When tourists visit the doomed ancient city of Pompeii, in Italy, they encounter a city frozen in a state of panic, an eerie tableau of a city’s populace fleeing the erupting Vesuvius in 79 AD. Amid the well preserved homes, taverns and plazas, are people encased in volcanic ash. Some were killed lying on the ground or reaching out in anguish. Some were killed in the embrace of another.
Archeologists’ latest discovery at the famed ruins shows another tragic episode in the city’s destruction: the remains of a man who was crushed by a large falling stone.
The Associated Press reports that the remains are believed to be of a man who was at least 30 years old. It appears he was walking with a limp, stemming from an infected tibia.
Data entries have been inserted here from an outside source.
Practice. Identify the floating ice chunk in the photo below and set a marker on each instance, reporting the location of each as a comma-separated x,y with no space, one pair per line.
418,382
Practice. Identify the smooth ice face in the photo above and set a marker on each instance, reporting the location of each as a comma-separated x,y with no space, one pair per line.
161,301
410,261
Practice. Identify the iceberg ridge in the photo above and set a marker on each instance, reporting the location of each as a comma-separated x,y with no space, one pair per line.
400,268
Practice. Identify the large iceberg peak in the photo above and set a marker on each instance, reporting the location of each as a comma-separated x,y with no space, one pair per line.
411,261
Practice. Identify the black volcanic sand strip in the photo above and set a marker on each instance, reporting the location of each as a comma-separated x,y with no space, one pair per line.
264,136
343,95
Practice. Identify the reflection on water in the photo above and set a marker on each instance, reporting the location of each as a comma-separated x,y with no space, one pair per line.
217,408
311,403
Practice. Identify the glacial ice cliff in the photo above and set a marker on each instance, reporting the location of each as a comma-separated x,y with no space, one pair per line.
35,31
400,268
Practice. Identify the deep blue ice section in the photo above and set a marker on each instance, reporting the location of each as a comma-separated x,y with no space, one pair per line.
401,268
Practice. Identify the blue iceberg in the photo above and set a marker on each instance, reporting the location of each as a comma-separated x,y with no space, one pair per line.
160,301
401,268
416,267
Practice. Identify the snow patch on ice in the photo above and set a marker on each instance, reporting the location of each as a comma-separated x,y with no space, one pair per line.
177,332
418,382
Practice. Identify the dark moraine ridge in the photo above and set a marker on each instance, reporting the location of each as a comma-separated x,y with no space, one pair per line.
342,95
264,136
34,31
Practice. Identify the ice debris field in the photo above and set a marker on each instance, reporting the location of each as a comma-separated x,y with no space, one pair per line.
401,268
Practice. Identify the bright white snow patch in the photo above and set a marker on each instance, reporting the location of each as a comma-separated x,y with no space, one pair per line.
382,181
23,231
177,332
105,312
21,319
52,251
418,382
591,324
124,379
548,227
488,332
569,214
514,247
While he was fleeing, a large stone fell, crushing his thorax.
On the official website for the archeological site, experts reconstructed the timeline of this man’s demise:
Initial observations would appear to indicate that the individual survived the first eruptive phase of the volcano, and subsequently sought salvation along the alley now covered in a thick layer of lapilli [volcanic debris].
A formidable stone block (perhaps a door jamb), violently thrown by the volcanic cloud, collided with his upper body, crushing the highest part of the thorax and yet-to-be-identified head, which lie at a lower height of the lower limbs, and probably under the stone block.